Anyway let’s not dwell on money spent, this year we made the decision to start seeing a GP as the first point of call. My sister Ida told me that she had been doing that and my oh my did I feel so stupid for our expensive two year exercise.
My daughter started preschool earlier this year and was ‘sick’ every single week for three months. At this point we were still starting off at the paed. Don’t get me wrong there was value in all the visits but 80% of our visits could have been handled by a GP who would refer baby to a paed if necessary.
We found out once that she had an ear infection but a lot of the times it was just a cold or flu virus that was doing the rounds at school.
Here are some that will save you a lot of money:
- Start at the GP before consulting your paediatrician. Choose a GP you trust, one who is child friendly and doesn’t write out antibiotic scripts willy nilly. I really like Dr Essey, based in Fourways. He engages well with kids and is very thorough. I can’t stand doctors who speed through consultations and use medical jargon and expect you to understand what they are saying. He helped us discover that my daughter had allergies without having to consult the paed. This was at our first visit with him.
- Boost your child’s immune system naturally. I buy the freshly squeezed juice from PNP or Woolies. Might as well pump up the vitamin C during the juice requests. Our paed said vitamins from pharmacies are not really proven to be effective but I use the Nutrilite multivitamin for my daughter during the school term for my own peace of mind.I will be honest, I agree with my paed that vitamins seem to have a placebo effect rather than actually doing so much as they claim. I believe in most of your vitamins coming from actual food and veg, but that’s me.
- After taking your baby to the doc millions of times you learn to do a home diagnosis before seeking medical help. I am not promoting Dr Google and your own parenting expertise as the be all end all but rather as a starting point. Kids have immune systems and a sneeze or a cough shouldn’t have you in a mad rush to the emergency room. These are important questions to ask – Has the appetite changed dramatically? Is your child lacking a lot of energy and unable to play and be active as usual? Is there continuous vomit or a continuous runny stool? Is the baby’s temperature 38°C or higher for more than 24 hours? If the answer is no to all of the above you can wait it out, monitor your child and possibly go to a pharmacy to treat the symptoms.

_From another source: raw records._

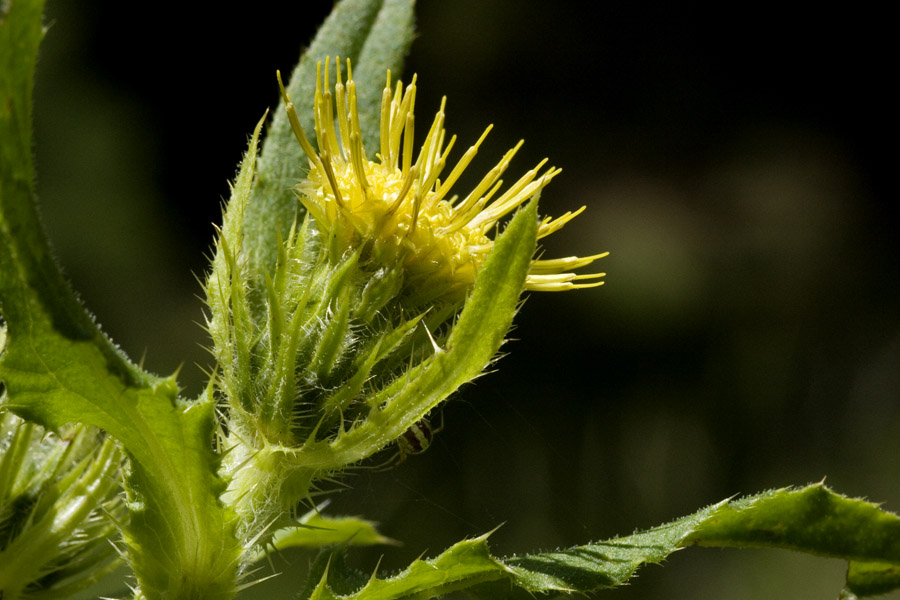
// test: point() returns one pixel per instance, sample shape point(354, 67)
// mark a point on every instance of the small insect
point(414, 440)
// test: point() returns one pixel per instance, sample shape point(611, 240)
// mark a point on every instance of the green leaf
point(58, 367)
point(812, 519)
point(316, 530)
point(473, 343)
point(375, 35)
point(872, 578)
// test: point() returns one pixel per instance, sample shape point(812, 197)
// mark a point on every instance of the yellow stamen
point(400, 209)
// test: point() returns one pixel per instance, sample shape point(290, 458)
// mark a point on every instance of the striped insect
point(414, 440)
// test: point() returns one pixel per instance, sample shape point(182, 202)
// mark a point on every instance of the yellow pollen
point(398, 209)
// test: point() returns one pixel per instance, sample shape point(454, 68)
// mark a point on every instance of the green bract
point(322, 361)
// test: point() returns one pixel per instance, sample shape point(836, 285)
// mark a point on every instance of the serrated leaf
point(375, 35)
point(58, 367)
point(812, 519)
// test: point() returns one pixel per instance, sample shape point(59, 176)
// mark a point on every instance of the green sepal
point(58, 506)
point(473, 343)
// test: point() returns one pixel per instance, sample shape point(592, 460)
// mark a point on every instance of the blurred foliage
point(731, 161)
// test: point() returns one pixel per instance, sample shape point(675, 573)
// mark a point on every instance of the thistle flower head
point(399, 210)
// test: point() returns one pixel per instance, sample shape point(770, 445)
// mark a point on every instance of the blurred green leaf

- Trust your gut at all times but don’t replace it with medical expertise. As a parent you know your child and with time you will decide what you are comfy with.
- If you can help it, delay taking your child to preschool until two years of age. That was a recommendation we got from our paed. She said unless we wanted to visit her weekly for months, we should wait till two. And even then your child will naturally get sick often whilst adjusting to being around so many kids. This shall pass.
I hope this helps. Please share your advice and natural remedies that you use with your child help you save on medical expenses.
Disclaimer: This article is based on a mother’s own experience and may or may not work for you.